The therapeutic management of NC poses clinical challenges. Current treatment options include excision, dermabrasion, cryotherapy, coagulation, extraction of comedones, topical agents, and ultrapulse CO2 laser.10 Conventional treatments, such as topical retinoids and chemical peels, often demonstrate limited efficacy, necessitating procedures like laser ablation, dermabrasion, or surgical excision for recalcitrant lesions. Emerging strategies encompass photodynamic therapy and biologic agents. However, watchful waiting remains appropriate for asymptomatic cases. The presence of inflammation frequently dictates the need for intervention, and surgical approaches typically demonstrate superior efficacy. While subcutaneous tissue expanders enable extensive lesion management, their use is constrained by prolonged treatment duration and demands on patient compliance.

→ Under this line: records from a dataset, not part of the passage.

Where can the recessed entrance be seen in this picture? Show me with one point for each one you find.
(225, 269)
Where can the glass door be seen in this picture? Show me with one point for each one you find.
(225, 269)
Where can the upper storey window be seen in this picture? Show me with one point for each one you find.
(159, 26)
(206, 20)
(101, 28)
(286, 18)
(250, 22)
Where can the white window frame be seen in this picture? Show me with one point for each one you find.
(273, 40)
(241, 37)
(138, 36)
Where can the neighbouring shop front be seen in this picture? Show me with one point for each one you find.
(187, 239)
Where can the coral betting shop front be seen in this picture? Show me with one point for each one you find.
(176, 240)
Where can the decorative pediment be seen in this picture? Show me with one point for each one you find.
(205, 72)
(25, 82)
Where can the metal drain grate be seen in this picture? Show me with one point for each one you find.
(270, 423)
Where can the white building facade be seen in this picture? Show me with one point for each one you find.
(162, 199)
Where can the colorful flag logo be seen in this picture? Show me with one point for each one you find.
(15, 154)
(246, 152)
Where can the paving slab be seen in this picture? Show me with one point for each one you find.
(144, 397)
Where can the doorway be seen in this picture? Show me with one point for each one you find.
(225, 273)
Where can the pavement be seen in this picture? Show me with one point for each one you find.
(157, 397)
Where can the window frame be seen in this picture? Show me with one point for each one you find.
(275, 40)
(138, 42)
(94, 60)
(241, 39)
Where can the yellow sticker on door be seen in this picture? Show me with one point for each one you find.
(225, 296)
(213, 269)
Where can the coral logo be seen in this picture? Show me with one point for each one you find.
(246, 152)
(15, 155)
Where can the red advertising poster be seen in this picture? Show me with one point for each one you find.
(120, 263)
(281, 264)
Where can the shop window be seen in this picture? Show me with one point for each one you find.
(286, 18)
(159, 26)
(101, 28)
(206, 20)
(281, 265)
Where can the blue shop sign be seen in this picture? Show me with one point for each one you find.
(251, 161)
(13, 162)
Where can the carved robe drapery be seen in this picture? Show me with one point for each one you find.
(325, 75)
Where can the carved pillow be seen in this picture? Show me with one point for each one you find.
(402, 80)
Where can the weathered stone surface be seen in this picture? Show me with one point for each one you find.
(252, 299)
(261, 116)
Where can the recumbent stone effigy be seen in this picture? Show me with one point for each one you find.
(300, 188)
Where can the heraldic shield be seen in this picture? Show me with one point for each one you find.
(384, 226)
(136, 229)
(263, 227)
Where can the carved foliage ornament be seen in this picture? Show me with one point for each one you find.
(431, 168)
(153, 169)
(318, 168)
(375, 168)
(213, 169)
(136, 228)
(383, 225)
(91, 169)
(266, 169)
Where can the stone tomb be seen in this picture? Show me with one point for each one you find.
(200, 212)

This combined technique offers more options for dermatologists managing extensive NC and other large cutaneous lesions. Comb flap reconstruction allows intraoperative dynamic assessment of skin tension by sequentially anchoring the skin. Following wide excision of lesions in the high-tension chest wall region, the application of super tension-relieving sutures promotes wound healing, minimizes tension, and reduces the risk of scar widening. Furthermore, the use of vacuum sealing drainage was indicated by the history of recurrent infections and substantial local tension, effectively providing postoperative drainage and reducing the burden of wound care.
Conclusion
This case illustrates successful single-stage excision of extensive, refractory nevus comedonicus (NC), achieving reduction of tissue tension and infection risks. Although non-surgical treatments are necessary for many NC cases, we propose that this technique merits consideration as an effective treatment of extensive NC following evaluation by dermatologic surgeons.
Data Sharing Statement
Data sharing does not apply to this article.
Ethical Approval
Informed consent was obtained from the patient for publication. Institutional approval for publishing the case details was obtained from the Ethics Committee of The First Affiliated Hospital of Anhui Medical University.
Consent to Publish
Consent was obtained from the participant for publication in this report and any accompanying images.
Acknowledgments
The author(s) thank the patient in this work for her permission.
Funding
There is no funding associated with this work.
Disclosure
All authors have no conflicts of interest.